Halloween is that sweet time of year when children can collect and eat as much candy as they want. But with the obesity rate triple what it was a generation ago, and the number of cavities among children increasing for the first time in 40 years, some health experts consider the candy-focused holiday a nightmare.
Still, the holiday shouldn’t be all spooks and no fun. If your children generally eat well all year long, then experts say that there is nothing wrong with letting them eat candy on Halloween night and a few mini pieces daily afterwards. The key, of course, is moderation. Family nutrition experts shared these tips about how parents can incorporate healthy foods, even workouts, into trick-or-treating — and some ideas for what to do with the rest of the loot when the trick and treating is over.
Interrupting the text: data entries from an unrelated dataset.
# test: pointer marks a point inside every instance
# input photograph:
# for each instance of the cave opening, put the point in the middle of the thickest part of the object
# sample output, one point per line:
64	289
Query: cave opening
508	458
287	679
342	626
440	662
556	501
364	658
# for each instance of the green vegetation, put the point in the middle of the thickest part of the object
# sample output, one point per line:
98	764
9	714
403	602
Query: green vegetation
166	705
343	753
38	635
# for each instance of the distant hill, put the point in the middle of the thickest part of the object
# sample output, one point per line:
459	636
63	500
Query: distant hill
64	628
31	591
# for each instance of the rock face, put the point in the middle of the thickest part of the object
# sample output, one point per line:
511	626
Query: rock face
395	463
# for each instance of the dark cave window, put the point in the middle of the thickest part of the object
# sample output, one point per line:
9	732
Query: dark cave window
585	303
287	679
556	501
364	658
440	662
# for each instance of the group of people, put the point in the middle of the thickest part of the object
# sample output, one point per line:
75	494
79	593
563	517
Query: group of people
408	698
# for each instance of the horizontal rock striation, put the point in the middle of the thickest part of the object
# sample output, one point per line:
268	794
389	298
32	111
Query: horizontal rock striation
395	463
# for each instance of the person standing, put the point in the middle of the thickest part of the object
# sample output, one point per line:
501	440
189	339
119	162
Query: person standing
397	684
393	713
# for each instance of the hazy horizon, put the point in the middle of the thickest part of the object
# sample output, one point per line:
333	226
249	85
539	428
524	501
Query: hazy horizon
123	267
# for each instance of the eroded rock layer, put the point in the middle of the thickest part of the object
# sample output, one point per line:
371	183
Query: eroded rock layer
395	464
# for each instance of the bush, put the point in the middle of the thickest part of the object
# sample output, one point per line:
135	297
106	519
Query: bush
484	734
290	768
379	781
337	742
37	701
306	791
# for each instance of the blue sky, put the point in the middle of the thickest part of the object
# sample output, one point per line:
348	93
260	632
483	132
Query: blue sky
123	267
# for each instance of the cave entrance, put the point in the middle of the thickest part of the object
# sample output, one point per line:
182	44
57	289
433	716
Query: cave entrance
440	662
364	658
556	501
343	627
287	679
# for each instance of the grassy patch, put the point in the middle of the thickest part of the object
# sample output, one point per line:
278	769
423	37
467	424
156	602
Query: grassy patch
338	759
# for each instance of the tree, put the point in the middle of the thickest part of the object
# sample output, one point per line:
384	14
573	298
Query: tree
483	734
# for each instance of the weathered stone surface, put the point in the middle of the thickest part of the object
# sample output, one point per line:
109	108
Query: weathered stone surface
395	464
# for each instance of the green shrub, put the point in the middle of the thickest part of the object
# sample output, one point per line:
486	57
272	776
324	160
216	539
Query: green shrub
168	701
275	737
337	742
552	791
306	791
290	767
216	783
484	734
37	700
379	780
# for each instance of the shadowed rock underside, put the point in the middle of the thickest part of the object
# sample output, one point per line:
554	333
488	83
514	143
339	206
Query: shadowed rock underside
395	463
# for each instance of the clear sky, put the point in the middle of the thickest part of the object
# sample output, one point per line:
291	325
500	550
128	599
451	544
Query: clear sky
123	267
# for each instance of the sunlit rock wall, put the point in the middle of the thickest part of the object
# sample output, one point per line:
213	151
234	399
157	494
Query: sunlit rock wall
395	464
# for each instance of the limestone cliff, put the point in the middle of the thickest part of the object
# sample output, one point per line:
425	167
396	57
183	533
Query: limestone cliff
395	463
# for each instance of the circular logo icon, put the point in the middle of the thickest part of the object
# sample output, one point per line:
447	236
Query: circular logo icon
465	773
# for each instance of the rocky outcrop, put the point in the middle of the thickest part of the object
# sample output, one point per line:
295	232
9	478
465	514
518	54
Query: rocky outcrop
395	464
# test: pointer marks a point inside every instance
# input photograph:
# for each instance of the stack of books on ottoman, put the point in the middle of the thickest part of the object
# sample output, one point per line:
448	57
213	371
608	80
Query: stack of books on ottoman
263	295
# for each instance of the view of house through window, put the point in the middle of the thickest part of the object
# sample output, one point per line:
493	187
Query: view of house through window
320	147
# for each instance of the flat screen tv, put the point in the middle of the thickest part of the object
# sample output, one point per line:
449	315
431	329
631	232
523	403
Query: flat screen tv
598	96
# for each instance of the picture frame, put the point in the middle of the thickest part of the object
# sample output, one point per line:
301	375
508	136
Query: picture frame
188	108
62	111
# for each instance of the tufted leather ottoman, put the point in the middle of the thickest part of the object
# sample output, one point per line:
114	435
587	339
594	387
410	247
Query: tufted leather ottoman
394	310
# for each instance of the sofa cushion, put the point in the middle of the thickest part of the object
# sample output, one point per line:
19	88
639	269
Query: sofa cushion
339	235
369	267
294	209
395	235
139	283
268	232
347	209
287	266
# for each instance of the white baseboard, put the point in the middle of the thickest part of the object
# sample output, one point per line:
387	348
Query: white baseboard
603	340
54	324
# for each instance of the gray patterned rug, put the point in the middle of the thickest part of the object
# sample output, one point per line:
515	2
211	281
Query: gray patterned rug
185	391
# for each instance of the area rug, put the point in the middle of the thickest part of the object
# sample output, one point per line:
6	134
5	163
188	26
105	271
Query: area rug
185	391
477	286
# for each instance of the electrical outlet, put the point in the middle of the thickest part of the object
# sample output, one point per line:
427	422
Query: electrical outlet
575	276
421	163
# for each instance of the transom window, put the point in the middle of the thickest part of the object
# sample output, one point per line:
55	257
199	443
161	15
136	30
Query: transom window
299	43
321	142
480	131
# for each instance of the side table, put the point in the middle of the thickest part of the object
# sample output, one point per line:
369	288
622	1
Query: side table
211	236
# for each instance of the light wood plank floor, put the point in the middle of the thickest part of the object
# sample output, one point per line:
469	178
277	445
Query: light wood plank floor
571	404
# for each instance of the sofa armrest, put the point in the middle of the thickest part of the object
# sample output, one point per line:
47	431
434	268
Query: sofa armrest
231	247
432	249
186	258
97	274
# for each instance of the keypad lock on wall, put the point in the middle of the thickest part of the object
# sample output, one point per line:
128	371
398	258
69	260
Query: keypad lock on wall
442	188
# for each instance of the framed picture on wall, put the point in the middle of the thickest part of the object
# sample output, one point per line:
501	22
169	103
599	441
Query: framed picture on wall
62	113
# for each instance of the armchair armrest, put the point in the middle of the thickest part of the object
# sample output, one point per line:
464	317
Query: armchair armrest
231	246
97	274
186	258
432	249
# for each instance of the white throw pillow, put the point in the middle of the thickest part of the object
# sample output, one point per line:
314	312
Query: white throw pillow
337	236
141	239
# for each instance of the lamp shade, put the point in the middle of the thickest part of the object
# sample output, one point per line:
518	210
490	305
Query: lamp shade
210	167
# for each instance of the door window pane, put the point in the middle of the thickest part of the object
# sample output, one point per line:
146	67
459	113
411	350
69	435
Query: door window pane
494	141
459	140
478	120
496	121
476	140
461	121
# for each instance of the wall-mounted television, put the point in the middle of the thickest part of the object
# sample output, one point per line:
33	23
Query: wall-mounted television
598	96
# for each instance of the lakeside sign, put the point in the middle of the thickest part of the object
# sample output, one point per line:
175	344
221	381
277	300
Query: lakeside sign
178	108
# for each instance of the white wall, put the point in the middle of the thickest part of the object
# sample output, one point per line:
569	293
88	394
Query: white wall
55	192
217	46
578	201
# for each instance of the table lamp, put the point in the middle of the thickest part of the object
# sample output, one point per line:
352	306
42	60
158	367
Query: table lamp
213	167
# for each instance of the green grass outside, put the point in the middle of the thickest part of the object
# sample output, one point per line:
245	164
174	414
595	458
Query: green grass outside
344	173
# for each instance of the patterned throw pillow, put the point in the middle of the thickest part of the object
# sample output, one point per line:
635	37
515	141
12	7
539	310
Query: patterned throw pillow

Fill up before trick-or-treating
If kids are full before they go trick-or-treating, then they will eat fewer pieces of candy afterwards.
Hand out non-sugary foods and toys
Nutritionists suggest some more wholesome treats that parents could give trick-or-treaters. Animal crackers, mini rice cereal or granola bars, whole grain cheddar cheese crackers, and sugar free hot chocolate packets, make good treats. Pretzels, apples, tangerines, fruit leathers, or a trail mix of whole grain cereals are also good suggestions. Kids will usually take cool toys over candy if given a choice, so consider pencils, erasers, stickers, temporary tattoos, glow sticks, and Play-Doh containers. Often children’s excitement is in collecting the candy, rather than actually eating the candy.
Sometimes it’s what’s on the outside that counts more than what is inside.It’s all in the packaging with kids. You can make healthy treats, and package them in a really cool, spooky way that will make them more likely to consume it. Try freezing frozen yogurt in small paper cups and placing them in a cooler with dry ice for a spooky, smoky effect. Decorating the cooler to look like an old chest can make it more fun for kids to dig into the healthy treats.
Trick-or-Treat and Exercise
Parents are encouraged to make their children walk from house to house instead of driving them. Parents can even encourage siblings or friends to wear pedometers or activity meters and start a friendly competition for who can be the most active while they are collecting candy.
Keep your favorite sweets. Hide the rest…
Some nutritionists suggest that a little goes a long way and say it’s best to allow kids to have 1-3 pieces of candy a day, starting with lunch at school, as an afternoon snack, or after dinner, making it a regular part of meals. The rest of the candy can go in the freezer so that it’s out of sight and out of mind. If you’re buying Halloween candy to hand out to trick-or-treaters, buy your least favorite ones so that you are not tempted to eat them.
…Or give it away
When children get back home from trick-or-treating, have them make two piles: one for the candy they want to keep, another for the candy they will not eat. Consider donating the second pile to a local senior citizens home, food pantry, Ronald McDonald House, or children’s hospital.
You can even make money off your stash and make a U.S. soldier’s day at the same time. This year, more than 1,000 dentists nationwide are buying candy from kids — $1 per pound — and then shipping it to U.S. troops overseas via Operation Gratitude as part of a Halloween Candy Buy-Back program, started by Wisconsin dentist Dr. Chris Kammer. He says that soldiers will receive toothbrushes, floss, and mouthwash with each handful of candy so that they can brush thoroughly afterwards. And in the process, children can learn a valuable lesson about giving.